By working together, researchers and companies can focus on developing a deeper understanding of disease drivers and patient needs. And once forged, these partnerships can transition into long-term collaboration efforts that drive innovation for years after the initial project is complete.
Crowdsourcing for collaborators
Creating connections between different parties is a challenge without the right tools. To help foster collaboration in the industry, Almirall launched an R&D open innovation platform, AlmirallShare, in 2017.
Through the initiative, prospective partners from around the world can submit proposals that they believe could answer the company’s call for ideas that will accelerate the generation of new treatments for skin conditions.

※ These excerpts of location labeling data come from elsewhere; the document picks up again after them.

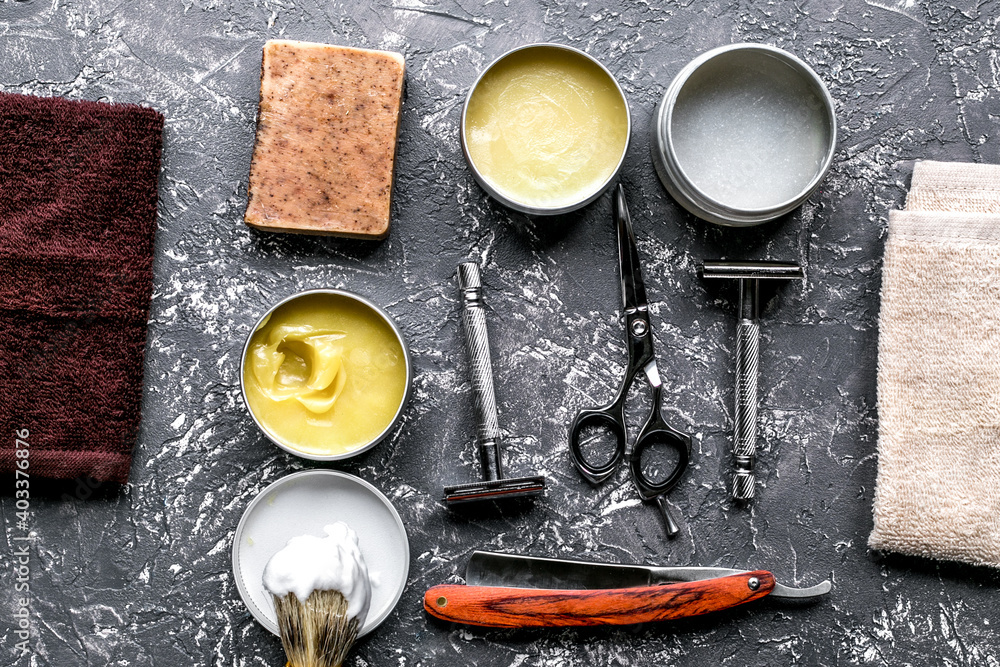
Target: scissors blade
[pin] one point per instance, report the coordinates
(633, 289)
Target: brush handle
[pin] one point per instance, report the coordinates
(477, 343)
(499, 607)
(745, 416)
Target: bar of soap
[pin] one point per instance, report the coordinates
(326, 140)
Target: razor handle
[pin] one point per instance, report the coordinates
(477, 344)
(501, 607)
(745, 413)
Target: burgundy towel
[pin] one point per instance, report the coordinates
(77, 218)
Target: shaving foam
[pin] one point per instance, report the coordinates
(309, 563)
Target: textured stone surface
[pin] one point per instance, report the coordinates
(141, 576)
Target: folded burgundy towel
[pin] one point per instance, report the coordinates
(78, 192)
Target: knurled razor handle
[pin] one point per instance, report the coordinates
(477, 344)
(745, 418)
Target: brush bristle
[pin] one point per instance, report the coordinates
(317, 632)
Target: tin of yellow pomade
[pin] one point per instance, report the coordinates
(545, 128)
(325, 374)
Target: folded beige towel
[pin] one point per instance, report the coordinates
(938, 488)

“Since the launch in 2017, we have been in touch with more than 1,000 scientists,” says Ziegelbauer. “Given that dermatology is not that big of an area, it is quite an accomplishment, and 510 proposals have been received on different topics over the years.”
Each of AlmirallShares’s crowdsourcing drives is centred around a core theme. Its most recent call launched in July, with a focus on finding innovative therapies for skin disease. If selected, the chosen partner may be eligible for an advanced research or preclinical development collaboration with the company, research grants and further asset characterisation on key dermatological assays.
“We’re the early pioneers in reaching out to small companies to explore this whole world of digital tools for the purpose of drug discovery and development,” says Ziegelbauer. “It’s fascinating the different elements where this now affects pharmaceuticals.”
For businesses, the cost-saving benefits of open innovation may be a significant draw, but for Ziegelbauer, there is an even greater reason to foster industry collaboration – patients.
Access to shared technology and the combined efforts of interested parties is likely to accelerate the path from lab concept to approved products. Not only will this result in more treatment options for patients, but a collaborative approach may also help drive the transition from treating symptoms to curing conditions.
“Traditionally, dermatologists prescribed patients all kinds of creams. You have a corticosteroid cream that works for everything, UV therapy, sometimes just a superficial surgery or cryotherapy. All very localised, very topical, but not very effective.
“Now, with the introduction of monoclonal antibodies, for example, targeting certain cytokines, IL-17 or 23 for psoriasis, or IL-4 and IL-13 for atopic dermatitis, we achieve something that I would call long-term symptom control. I think that needs to be our ambition.”
Rather than have multiple organisations pulling in different directions, the industry is demonstrating that pulling together can accelerate advancement towards an end goal. Moreover, as new practices and technologies emerge, so too will opportunities for collaboration.
As Ziegelbauer concludes: “That is an ongoing process of establishing different ways to engage with the academic community and the external community and trying to identify the next exciting thing in dermatology.”
Dr. Karl Ziegelbauer is the executive vice-president, research and development, chief scientific officer for Almirall.
He holds a PhD in Biochemistry from the University of Tübingen (Germany). Before joining Almirall, he served as senior vice-president and head of open innovation & digital technologies at Bayer Pharmaceuticals. Dr. Ziegelbauer has three decades of experience in drug discovery in international markets such as Germany, Japan, and the United States.
He has developed most of his career at the German multinational pharmaceutical company and has assumed positions of increasing responsibility, holding senior vice-president roles in various medical research fields. Dr. Ziegelbauer has also co-authored more than 50 scientific publications covering basic research as well as drug discovery topics.
Eloise McLennan is the editor for pharmaphorum’s Deep Dive magazine. She has been a journalist and editor in the healthcare field for more than five years and has worked at several leading publications in the UK.